In this guest blog post John Carr, a leading expert on pornography provides insights into the review of UK Obscenity Law around sexual imagery on the Internet. The original can be seen on John’s Desiderata blog. It builds on his previous post on Age Verification and the Digital Economy Act.
A review of UK obscenity law
The Crown Prosecution Service has announced a review of the guidance it issues to prosecutors concerning obscene materials. It closes on 17th October 2018.
This could be a great opportunity to correct a number of anomalies which have arisen since, and been magnified by, the arrival of the internet. Ditto in respect of the operation of those bits of the Digital Economy Act 2017 which address commercial porn sites.
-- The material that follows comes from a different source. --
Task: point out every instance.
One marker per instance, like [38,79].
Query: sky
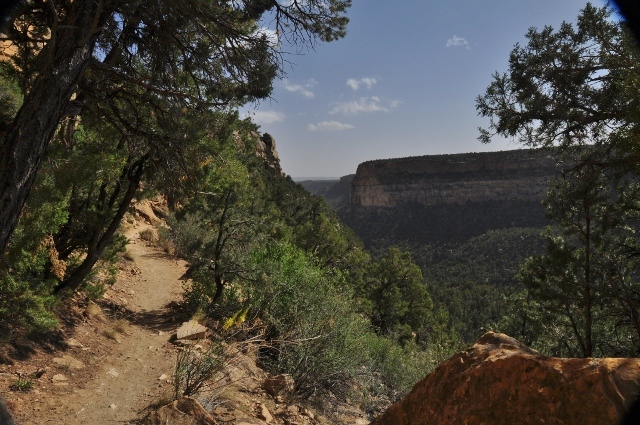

Under the Digital Economy Act’s provisions on commercial pornography sites, qualifying commercial porn sites must do two things:
- Make sure they have a robust age verification (AV) solution in place.
- Make sure that, even behind the age gateway, there is no “extreme pornography”. If you click the link you will see this category was established under earlier legislation.
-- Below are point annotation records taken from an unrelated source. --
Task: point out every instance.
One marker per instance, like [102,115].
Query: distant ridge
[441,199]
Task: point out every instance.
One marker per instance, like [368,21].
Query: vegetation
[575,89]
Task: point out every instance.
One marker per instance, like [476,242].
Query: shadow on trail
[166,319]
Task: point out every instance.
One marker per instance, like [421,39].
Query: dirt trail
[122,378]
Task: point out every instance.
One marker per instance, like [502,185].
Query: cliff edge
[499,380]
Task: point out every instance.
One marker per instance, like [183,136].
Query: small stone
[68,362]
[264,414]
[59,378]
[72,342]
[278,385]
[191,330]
The privacy and competition laws also matter.
All web sites must comply with our privacy laws and our competition laws. So while these are not specific to porn sites they have an obvious significance in this context.
The role of the Regulator
The regulator/enforcer for the Digital Economy Act in relation to porn sites is the British Board of Film Classification (BBFC). They have no direct locus in respect of enforcing the privacy and competition laws although, for example, as they investigate and determine whether or not particular AV solutions are working well enough to keep kids out. I imagine the BBFC is unlikely to approve a solution that is known to break privacy or competition rules so, to that extent, they are indirectly involved.
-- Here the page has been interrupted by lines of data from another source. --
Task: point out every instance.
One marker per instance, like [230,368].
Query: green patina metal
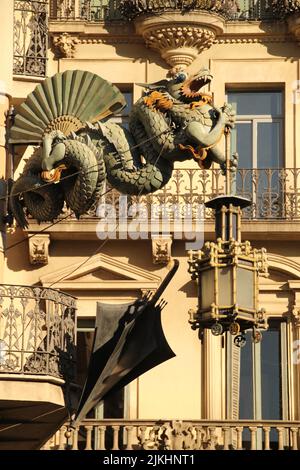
[79,148]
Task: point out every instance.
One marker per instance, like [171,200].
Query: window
[258,139]
[30,37]
[263,379]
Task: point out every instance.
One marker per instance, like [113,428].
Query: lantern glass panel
[245,285]
[225,287]
[207,288]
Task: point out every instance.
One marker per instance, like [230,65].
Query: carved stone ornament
[180,39]
[161,250]
[39,249]
[65,45]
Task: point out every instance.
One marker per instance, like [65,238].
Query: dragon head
[183,87]
[189,88]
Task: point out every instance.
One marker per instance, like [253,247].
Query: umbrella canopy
[128,341]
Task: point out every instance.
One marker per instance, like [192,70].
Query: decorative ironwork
[30,37]
[286,7]
[37,331]
[274,193]
[88,10]
[111,10]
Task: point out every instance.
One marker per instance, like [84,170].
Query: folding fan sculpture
[65,116]
[128,341]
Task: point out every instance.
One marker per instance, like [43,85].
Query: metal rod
[228,162]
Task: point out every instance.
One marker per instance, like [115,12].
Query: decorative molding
[65,45]
[124,276]
[253,39]
[161,250]
[39,249]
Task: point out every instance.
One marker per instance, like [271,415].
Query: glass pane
[244,288]
[269,145]
[207,288]
[270,373]
[225,287]
[246,380]
[241,142]
[128,98]
[255,103]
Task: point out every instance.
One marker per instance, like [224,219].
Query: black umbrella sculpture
[128,341]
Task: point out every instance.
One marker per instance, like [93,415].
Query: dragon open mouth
[191,89]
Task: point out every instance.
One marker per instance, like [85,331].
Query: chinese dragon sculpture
[78,147]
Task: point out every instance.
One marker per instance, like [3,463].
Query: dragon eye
[180,77]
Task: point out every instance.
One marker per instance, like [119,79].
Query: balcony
[148,435]
[274,193]
[37,363]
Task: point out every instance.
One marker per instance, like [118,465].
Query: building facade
[252,50]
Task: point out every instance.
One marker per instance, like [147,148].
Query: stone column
[7,41]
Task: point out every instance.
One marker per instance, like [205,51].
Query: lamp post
[227,272]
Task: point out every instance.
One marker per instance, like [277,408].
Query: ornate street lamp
[227,272]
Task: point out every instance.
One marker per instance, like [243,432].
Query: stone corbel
[65,45]
[39,249]
[161,250]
When the Digital Economy Act was going through Parliament the Government acknowledged that the definition of “extreme pornography” was not wholly satisfactory. In fact, as I recall, initially they also included a proposal to create a new and extra class of “prohibited material” which they later withdrew. Unusual, but not unheard of.
They promised they would revisit the issue of definitions. Once the Bill had got underway the constraints imposed by the Parliamentary timetable meant it was impossible to open up a wider consideration of matters of this kind. If people had insisted the risk was we would have lost everything in the Bill on porn sites.
Enter the CPS
We also said at the time, and the Government appeared to accept, that the CPS had to do the same with its (outdated) guidance to prosecutors in respect of obscenity laws. But the Government is always reluctant to instruct the CPS to do anything so we had to wait until the CPS decided to do this in its own good time. Well now it has.
The Government reminded us that, AV or not, there should be no illegal material of any kind on any web site. The Digital Economy Act did not create a licence to publish illegal material as long as it was behind an age gate. This is why the CPS guidelines matter. OK they are not “the law” as such, but they are extremely important in shaping practice and a review of this kind can act as a spur to legislative change.
Not sure whether or to what extent this CPS review obviates the need for or will count as the “extreme pornography” review the Government promised. I suspect it won’t entirely, but we shall see.
One of several things we didn’t like about the definition of “extreme pornography” is that highly sexualised Manga images featuring very young people were clearly excluded. Could the CPS review correct that? Maybe. Maybe not.